The Accessor That Was Lying
session.documentSet() looked harmless. A public accessor returning a domain object — standard Java. Callers used it to add documents, remove documents, set comparisons. Each method on DocumentSet was individually synchronized. Thread-safe, right?
Not when the caller needs to do three things in sequence and the result depends on all three being atomic. removeDocument() in the MCP tool layer was reading the comparison before the remove, calling remove, reading the comparison after, then computing whether it was cleared. Four synchronized calls, four separate lock acquisitions, four opportunities for another thread to interleave. The accessor was exposing an implementation detail and pretending it was an API.
The fix was to stop pretending. DebateSession now owns all document operations — addDocument(), removeDocument(), setComparison(). DocumentSet is package-private. Callers never touch it. The compound removeDocument() runs under a single synchronized block on the DocumentSet instance, and returns a boolean telling the caller whether the comparison was cleared. One lock, one result, no interleaving.
What makes this interesting is the error signaling choice. The original code had two error paths through two mechanisms: an exception for the primary-document guard, and a return value (false) for not-found. Every caller had to handle errors in two different ways. The review pushed back on this — both conditions are invalid input. The method now throws IllegalArgumentException for both. Call sites collapsed from a try-catch plus a boolean check to just the try-catch.
Persistence that knows its place
With the domain model cleaned up, adding persistence was straightforward. DebateSessionSnapshot captures all durable state — documents, comparison, participants — and DebateSession.fromSnapshot() reconstitutes a live session. The Store SPI operates on snapshots only; it never sees the live object.
The CDI wiring had one surprise. DraftHouse is an application repo, not a foundation library. The standard platform pattern — @DefaultBean in one module, @ApplicationScoped in another, classpath activation — doesn’t work when both beans are in the same Maven module. The no-op default and the JPA implementation are both in runtime/. With both always on the classpath, the JPA bean always wins and the no-op is dead code.
The fix was @IfBuildProperty — a build-time gate that excludes the JPA bean from the CDI graph entirely when the property isn’t set. Tests get the no-op automatically. Production enables persistence with one property. The platform protocol says “don’t use @IfBuildProperty to switch backends” — but that’s about consumer-side switching. Gating the provider within its own module is the standard Quarkus pattern for optional features.
The named persistence unit trap
The JPA store shares the existing qhorus named datasource. Two things had to be set for Hibernate to discover the entity: @PersistenceUnit("qhorus") on the EntityManager injection, and quarkus.hibernate-orm.qhorus.packages extended to include the entity’s package. Missing either one produces silent failure — queries return empty, no error, no warning. The compound nature is the trap: each setting looks correct in isolation.

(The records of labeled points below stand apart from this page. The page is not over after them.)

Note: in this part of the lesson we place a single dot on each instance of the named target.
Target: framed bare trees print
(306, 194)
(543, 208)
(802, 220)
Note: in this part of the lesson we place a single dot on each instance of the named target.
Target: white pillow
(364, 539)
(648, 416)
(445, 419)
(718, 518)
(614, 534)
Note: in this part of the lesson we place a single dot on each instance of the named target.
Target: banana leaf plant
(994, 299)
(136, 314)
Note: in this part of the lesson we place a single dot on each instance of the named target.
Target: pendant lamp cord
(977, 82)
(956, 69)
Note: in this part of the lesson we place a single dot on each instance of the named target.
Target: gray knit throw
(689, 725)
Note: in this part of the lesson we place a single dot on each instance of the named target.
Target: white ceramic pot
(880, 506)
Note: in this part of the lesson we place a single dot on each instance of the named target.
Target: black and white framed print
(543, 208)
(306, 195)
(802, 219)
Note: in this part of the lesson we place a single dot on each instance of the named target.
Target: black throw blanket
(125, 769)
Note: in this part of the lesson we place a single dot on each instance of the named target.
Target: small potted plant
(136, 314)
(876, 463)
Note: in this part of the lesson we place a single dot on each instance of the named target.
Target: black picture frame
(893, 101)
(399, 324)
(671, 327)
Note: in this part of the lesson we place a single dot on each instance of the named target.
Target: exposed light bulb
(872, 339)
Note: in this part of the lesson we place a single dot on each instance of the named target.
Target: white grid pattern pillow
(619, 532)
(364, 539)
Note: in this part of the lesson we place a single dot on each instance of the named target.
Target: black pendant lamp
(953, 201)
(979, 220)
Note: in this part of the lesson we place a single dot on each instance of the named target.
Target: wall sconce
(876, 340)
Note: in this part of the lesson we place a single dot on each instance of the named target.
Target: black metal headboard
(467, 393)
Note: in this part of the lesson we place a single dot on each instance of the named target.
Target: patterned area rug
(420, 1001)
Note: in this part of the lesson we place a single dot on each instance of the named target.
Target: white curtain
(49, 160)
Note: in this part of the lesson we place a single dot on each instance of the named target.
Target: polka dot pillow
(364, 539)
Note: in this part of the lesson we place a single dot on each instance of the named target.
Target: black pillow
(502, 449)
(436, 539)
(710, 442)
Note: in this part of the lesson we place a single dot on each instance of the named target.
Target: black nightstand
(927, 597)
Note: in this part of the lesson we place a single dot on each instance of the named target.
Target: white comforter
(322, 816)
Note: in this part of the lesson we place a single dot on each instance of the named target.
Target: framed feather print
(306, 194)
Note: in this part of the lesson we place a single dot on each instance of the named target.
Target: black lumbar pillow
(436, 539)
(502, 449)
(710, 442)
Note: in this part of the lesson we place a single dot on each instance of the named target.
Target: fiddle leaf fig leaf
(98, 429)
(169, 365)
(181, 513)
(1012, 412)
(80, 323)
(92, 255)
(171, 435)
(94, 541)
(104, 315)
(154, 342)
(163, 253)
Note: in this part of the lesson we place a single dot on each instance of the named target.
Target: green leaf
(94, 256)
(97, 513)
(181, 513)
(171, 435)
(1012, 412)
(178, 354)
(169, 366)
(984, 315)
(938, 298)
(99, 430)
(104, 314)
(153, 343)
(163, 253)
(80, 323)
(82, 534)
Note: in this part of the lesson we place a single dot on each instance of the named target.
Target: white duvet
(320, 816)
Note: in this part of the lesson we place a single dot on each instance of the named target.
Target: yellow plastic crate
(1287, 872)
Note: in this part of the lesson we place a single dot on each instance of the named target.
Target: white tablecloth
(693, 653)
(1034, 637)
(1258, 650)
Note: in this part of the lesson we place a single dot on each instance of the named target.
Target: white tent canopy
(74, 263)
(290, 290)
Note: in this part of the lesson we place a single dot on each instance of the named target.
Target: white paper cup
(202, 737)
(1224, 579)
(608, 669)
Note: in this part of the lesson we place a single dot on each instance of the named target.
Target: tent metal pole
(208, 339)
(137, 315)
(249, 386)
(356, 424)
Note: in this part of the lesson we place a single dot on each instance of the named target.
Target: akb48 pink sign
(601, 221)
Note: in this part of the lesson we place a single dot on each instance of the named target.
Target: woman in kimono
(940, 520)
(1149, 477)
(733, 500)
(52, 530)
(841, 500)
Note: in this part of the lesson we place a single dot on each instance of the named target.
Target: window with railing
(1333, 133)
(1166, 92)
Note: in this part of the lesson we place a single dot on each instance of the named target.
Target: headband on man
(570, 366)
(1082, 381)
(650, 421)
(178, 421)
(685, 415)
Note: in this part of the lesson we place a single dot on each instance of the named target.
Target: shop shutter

The @Transactional gap was the review catch. load() and loadAll() had no transaction annotation. For loadAll() called from @PostConstruct — outside any request scope — that’s a failure waiting for someone to flip the persistence flag in production.
What landed
DocumentEntry and ComparisonPair are top-level domain records. DocumentSet is hidden. DebateSession encapsulates all compound operations with proper synchronization. A pluggable Store SPI with snapshot serialization makes session state durable when the datasource is configured for it. The encapsulation simplified the MCP tool layer — net reduction of 19 lines across the migration, with stronger thread safety and clearer error contracts.